The learning order of semantic classes significantly impacts unsupervised domain adaptation for semantic segmentation, especially under adverse weather conditions. Most existing curricula rely on handcrafted heuristics (e.g., fixed uncertainty metrics) and follow a static schedule, which fails to adapt to a model's evolving, high-dimensional training dynamics, leading to category bias. Inspired by Reinforcement Learning, we cast curriculum learning as a sequential decision problem and propose an autonomous class scheduler. This scheduler consists of two components: (i) a high-dimensional state encoder that maps the model's training status into a latent space and distills key features indicative of progress, and (ii) a category-fair policy-gradient objective that ensures balanced improvement across classes. Coupled with mixed source-target supervision, the learned class rankings direct the network's focus to the most informative classes at each stage, enabling more adaptive and dynamic learning. It is worth noting that our method achieves state-of-the-art performance on three widely used benchmarks (e.g., ACDC, Dark Zurich, and Nighttime Driving) and shows generalization ability in synthetic-to-real semantic segmentation.

Paper Structure

This paper contains 20 sections, 10 equations, 4 figures, 5 tables, 1 algorithm.

Figures (4)

  • Figure 1: From design curriculum to self-paced learning. Traditional Curriculum Learning (CL) and Hard Class Mining (HCM) both rely on fixed handcrafted priors and fixed learning paths. CL adopts a static, easy-to-hard curriculum, while HCM focuses solely on difficult classes. Both strategies induce class bias, manifesting as significant accuracy discrepancies across semantic classes. Differently, we adaptively mine the most informative classes via dynamically perceived models' evolving ($S$: Source domain, $T$: Target domain, $M_{n}$: the $n$-th intermediate domain, $Cn$: the $n$-th Semantic Class).
  • Figure 2: The framework of our designed Heuristic Semantic Class Mining (HeuSCM). First, a Gaussian Mixture VAE (GM-VAE) encodes high-dimensional semantic states into latent features $z_t^s$. Our SKFEN processes $z_t^s$ to distill key features reflecting the model's learning status. Conditioned on these features, ClassGen outputs ranked classes (sorted in descending order of informational value). These rankings guide the generation of mixed image and mixed label pairs, which optimize the segmentation model via SegLoss.
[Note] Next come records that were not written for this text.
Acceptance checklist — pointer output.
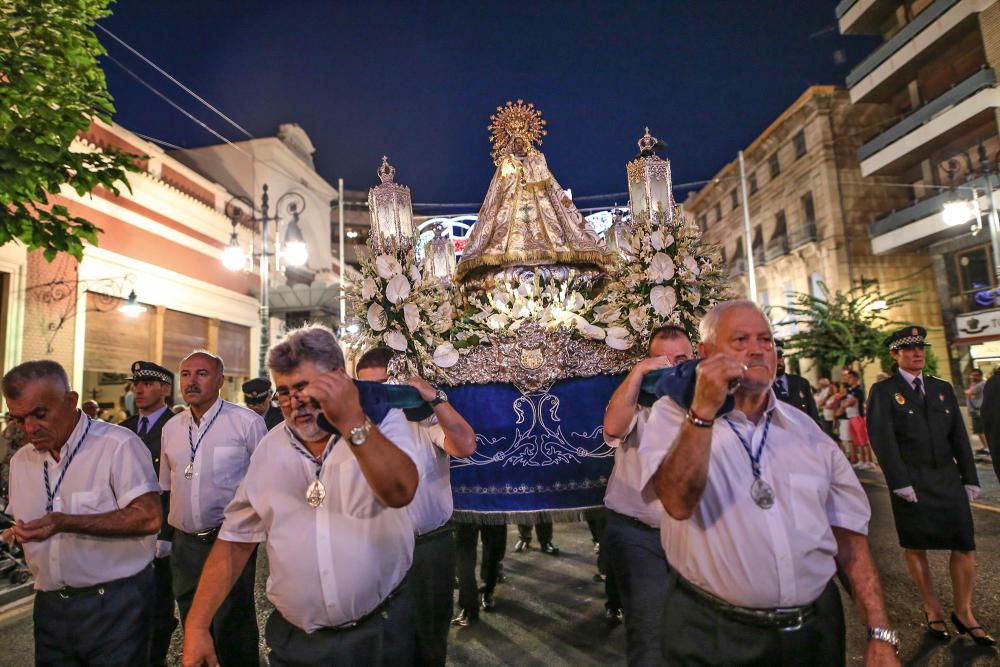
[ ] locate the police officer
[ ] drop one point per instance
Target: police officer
(152, 385)
(918, 434)
(793, 389)
(257, 395)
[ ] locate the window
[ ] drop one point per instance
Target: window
(799, 141)
(808, 208)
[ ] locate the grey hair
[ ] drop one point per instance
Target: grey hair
(220, 367)
(14, 381)
(710, 322)
(313, 342)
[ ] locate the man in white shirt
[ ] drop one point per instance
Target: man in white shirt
(332, 512)
(87, 509)
(761, 508)
(205, 452)
(632, 533)
(439, 434)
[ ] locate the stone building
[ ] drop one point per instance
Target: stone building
(935, 69)
(810, 211)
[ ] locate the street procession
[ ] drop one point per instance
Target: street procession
(725, 393)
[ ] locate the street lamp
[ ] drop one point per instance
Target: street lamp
(241, 209)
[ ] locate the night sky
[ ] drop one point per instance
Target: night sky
(418, 81)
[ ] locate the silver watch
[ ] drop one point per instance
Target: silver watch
(885, 635)
(359, 434)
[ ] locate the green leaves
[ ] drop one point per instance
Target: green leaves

Concurrently, we maximize the objective $J_F(\pi)$ to jointly optimize the copied GM-VAE encoder, SKFEN, and ClassGen.
  • Figure 3: The qualitative comparison between our method and existing state-of-the-art methods based on DeepLabV2, DAFormer, and HRDA on the ACDC val. Compared with the existing state-of-the-art UDA method (e.g., Refign, CMA, VBLC, ACSegFormer), our method achieves better performance under the same backbone. Importantly, our method, based on HRDA, achieves the best performance, with predictions closely matching the ground truth, validating the effectiveness of our method.
  • Figure 4: A qualitative comparison between our method and existing state-of-the-art approaches based on DAFormer and HRDA is conducted on the Dark Zurich val (Top two rows) and Nighttime Driving test (Bottom two rows).